Geico, Men's Wearhouse, State Farm and Sargento have joined four other advertisers in pulling their ads from Fox News Channel's Glenn Beck show after Beck called President Obama a racist. Geico pledged to send its Beck money to "other network programs." which sounds like the dollars are shifting elsewhere on Fox, not leaving Fox entirely.

UPDATE: A Fox spokesperson confirmed: "The advertisers referenced have all moved their spots from Beck to other programs on the network so there has been no revenue lost."

Advertisers that remain on Beck's show -- and thus on the boycott hit list -- are: General Electric, Farmers Insurance, Office Depot, Nestlé (Gerber), Red Lobster, Travelocity, the U.S. Postal Service, Walmart and Wyeth.

In an exchange on Fox and Friends, Beck said Obama has:
-- a deep-seeded hatred for white people -- I'm not saying he doesn't like white people, I'm saying he has a problem.
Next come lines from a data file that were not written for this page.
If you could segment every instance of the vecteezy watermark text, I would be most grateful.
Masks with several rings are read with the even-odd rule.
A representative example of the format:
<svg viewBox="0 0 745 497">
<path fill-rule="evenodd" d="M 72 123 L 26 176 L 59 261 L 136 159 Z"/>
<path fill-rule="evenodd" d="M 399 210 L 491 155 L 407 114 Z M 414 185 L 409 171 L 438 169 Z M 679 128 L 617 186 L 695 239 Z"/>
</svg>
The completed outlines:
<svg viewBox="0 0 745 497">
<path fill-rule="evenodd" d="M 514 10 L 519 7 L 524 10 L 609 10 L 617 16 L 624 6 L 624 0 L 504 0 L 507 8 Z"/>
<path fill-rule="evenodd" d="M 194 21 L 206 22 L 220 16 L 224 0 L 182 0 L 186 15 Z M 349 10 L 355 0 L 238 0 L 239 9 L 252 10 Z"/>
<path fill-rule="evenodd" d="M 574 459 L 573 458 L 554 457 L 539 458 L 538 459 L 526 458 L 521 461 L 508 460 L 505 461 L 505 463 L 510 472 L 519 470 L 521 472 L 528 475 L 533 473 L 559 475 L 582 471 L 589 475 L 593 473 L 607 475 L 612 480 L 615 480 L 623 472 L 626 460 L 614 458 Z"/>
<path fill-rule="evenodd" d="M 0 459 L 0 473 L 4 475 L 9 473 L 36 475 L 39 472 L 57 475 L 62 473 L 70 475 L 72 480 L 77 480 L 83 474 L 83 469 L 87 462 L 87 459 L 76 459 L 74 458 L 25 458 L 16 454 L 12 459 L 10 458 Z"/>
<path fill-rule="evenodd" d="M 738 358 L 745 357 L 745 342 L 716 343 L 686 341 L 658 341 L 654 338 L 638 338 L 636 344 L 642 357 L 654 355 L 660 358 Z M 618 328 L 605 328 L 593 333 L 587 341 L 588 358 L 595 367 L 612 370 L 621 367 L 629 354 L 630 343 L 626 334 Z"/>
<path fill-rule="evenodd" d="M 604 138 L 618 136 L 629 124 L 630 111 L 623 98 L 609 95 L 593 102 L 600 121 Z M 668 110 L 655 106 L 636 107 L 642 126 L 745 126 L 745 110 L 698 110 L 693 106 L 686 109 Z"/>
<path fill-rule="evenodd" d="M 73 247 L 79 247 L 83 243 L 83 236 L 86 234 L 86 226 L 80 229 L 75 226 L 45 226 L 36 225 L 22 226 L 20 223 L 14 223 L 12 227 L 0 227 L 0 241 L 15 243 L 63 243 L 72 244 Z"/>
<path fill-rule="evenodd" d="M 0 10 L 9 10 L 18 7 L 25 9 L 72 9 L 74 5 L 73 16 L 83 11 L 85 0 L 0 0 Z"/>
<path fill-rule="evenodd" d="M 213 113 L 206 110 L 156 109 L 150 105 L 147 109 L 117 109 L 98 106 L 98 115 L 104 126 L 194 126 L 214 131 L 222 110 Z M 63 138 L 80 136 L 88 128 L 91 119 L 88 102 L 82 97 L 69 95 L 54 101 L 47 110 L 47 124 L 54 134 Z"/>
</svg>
This guy is, I believe, a racist.
In an Aug. 11 press release, Geico said:
GEICO instructed its ad buying service to redistribute its inventory of rotational spots on FOX-TV to their other network programs, exclusive of the Glenn Beck program ... GEICO no longer runs any paid advertising spots during Mr. Beck's program.
Geico, Men's Wearhouse, State Farm and Sargento join LexisNexis, Procter & Gamble, Progressive Insurance and S.C. Johnson in abandoning Beck's show. The campaign is organized by Color of Change, a black advocacy group that has highlighted Fox's use of racial stereotypes before. FNC once captioned the first lady as "Obama's baby mama," for instance (see image).

Some on the right believe the boycott will only draw more attention to the show and make Beck more popular. Other hangers-on include ex-adman-turned-talking-head Donny Deutsch, who urged advertisers to take their money off Fox (and put it on MSNBC, presumably?)

The campaign is the second advertiser boycott to afflict Fox this year. The first one was by Liverpool F.C. supporters who successfully urged the channel to remove host Steven Cohen from Fox Soccer Channel after he made a series of comments falsely blaming Liverpool fans for 96 deaths in a stadium crush 20 years ago.

Bottom line: Beck is clearly generating a lot of publicity for Fox and the channel's audience essentially appreciates his stuff. Fox will face a decision: Keep him on the air with fewer advertisers or lower prices and hope to make up the difference with ad dollars going on lower-rated shows; or ask Beck to apologize and move on.